Sophie: kernel-2.6.18-194.11.1.el5 src

kernel-2.6.18-194.11.1.el5.src.rpm

From: Herbert Xu <herbert.xu@redhat.com>
Date: Wed, 6 May 2009 11:37:16 +0800
Subject: [net] tun: add packet accounting
Message-id: 20090506033716.GA27876@gondor.apana.org.au
O-Subject: Re: [RHEL5.4 PATCH] tun: Add packet accounting
Bugzilla: 495863
RH-Acked-by: Neil Horman <nhorman@redhat.com>
RH-Acked-by: Michael S. Tsirkin <mst@redhat.com>

Hi:

RHEL5.4 BZ #495863

We need to add packet accounting to the tun driver so that users
such as virtio-net gets congestion feedback which is necessary to
prevent packet loss for protocols lacking congestion conctrol (such
as UDP) when used in a guest.

This is a backport of the following upstream patches:

commit 33dccbb050bbe35b88ca8cf1228dcf3e4d4b3554
Author: Herbert Xu <herbert@gondor.apana.org.au>
Date:   Thu Feb 5 21:25:32 2009 -0800

    tun: Limit amount of queued packets per device

    Unlike a normal socket path, the tuntap device send path does
    not have any accounting.  This means that the user-space sender
    may be able to pin down arbitrary amounts of kernel memory by
    continuing to send data to an end-point that is congested.

    Even when this isn't an issue because of limited queueing at
    most end points, this can also be a problem because its only
    response to congestion is packet loss.  That is, when those
    local queues at the end-point fills up, the tuntap device will
    start wasting system time because it will continue to send
    data there which simply gets dropped straight away.

    Of course one could argue that everybody should do congestion
    control end-to-end, unfortunately there are people in this world
    still hooked on UDP, and they don't appear to be going away
    anywhere fast.  In fact, we've always helped them by performing
    accounting in our UDP code, the sole purpose of which is to
    provide congestion feedback other than through packet loss.

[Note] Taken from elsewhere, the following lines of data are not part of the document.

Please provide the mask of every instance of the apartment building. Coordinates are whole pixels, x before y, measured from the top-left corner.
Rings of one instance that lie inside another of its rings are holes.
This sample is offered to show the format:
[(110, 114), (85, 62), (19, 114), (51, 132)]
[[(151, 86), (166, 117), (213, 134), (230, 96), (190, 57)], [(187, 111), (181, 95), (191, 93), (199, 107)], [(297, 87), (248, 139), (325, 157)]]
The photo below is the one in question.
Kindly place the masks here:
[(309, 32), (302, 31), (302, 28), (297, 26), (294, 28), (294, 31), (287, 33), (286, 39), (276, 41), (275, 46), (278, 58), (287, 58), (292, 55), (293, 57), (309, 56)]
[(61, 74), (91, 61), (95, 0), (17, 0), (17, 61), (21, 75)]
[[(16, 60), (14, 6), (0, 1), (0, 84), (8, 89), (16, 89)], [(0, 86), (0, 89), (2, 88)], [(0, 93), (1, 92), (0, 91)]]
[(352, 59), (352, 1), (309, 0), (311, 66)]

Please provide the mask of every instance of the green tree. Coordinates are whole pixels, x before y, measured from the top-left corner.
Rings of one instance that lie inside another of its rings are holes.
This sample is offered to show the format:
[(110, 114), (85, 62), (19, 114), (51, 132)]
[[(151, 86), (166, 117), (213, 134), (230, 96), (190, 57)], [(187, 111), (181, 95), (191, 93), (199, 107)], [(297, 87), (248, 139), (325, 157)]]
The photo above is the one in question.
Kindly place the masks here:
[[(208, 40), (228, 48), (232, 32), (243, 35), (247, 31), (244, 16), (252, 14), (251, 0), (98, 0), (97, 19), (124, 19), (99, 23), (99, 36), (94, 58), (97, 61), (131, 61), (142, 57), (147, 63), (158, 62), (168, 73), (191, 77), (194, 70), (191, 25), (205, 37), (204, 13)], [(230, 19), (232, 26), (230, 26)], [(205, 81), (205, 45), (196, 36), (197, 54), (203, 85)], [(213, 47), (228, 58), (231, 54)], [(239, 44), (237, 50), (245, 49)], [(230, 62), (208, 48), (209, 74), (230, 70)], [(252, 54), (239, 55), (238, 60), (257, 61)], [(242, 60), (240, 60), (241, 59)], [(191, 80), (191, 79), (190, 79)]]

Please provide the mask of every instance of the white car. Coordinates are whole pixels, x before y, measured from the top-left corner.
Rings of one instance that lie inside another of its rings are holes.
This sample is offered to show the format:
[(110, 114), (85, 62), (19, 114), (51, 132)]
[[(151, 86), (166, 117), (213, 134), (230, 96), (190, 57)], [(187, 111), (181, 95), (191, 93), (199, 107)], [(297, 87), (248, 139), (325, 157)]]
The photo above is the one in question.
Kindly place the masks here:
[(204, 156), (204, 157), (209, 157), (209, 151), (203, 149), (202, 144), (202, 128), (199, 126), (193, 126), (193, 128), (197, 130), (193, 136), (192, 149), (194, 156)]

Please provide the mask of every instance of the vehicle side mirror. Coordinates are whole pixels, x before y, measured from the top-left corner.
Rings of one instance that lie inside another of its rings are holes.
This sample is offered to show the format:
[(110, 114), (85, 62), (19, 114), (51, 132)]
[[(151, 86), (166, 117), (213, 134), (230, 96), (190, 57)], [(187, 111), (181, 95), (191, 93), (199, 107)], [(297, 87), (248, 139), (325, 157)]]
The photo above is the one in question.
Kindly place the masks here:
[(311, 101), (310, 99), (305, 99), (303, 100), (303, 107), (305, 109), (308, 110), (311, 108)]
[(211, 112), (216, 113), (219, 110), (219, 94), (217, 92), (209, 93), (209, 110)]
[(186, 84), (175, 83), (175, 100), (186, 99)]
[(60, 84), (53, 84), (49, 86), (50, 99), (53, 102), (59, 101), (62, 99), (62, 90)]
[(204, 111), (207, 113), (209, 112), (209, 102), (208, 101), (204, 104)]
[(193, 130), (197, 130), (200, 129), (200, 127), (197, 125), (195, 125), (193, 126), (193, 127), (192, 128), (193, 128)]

    This patch attempts to apply the same bandaid to the tuntap device.
    It creates a pseudo-socket object which is used to account our
    packets just as a normal socket does for UDP.  Of course things
    are a little complex because we're actually reinjecting traffic
    back into the stack rather than out of the stack.

    The stack complexities however should have been resolved by preceding
    patches.  So this one can simply start using skb_set_owner_w.

    For now the accounting is essentially disabled by default for
    backwards compatibility.  In particular, we set the cap to INT_MAX.
    This is so that existing applications don't get confused by the
    sudden arrival EAGAIN errors.

    In future we may wish (or be forced to) do this by default.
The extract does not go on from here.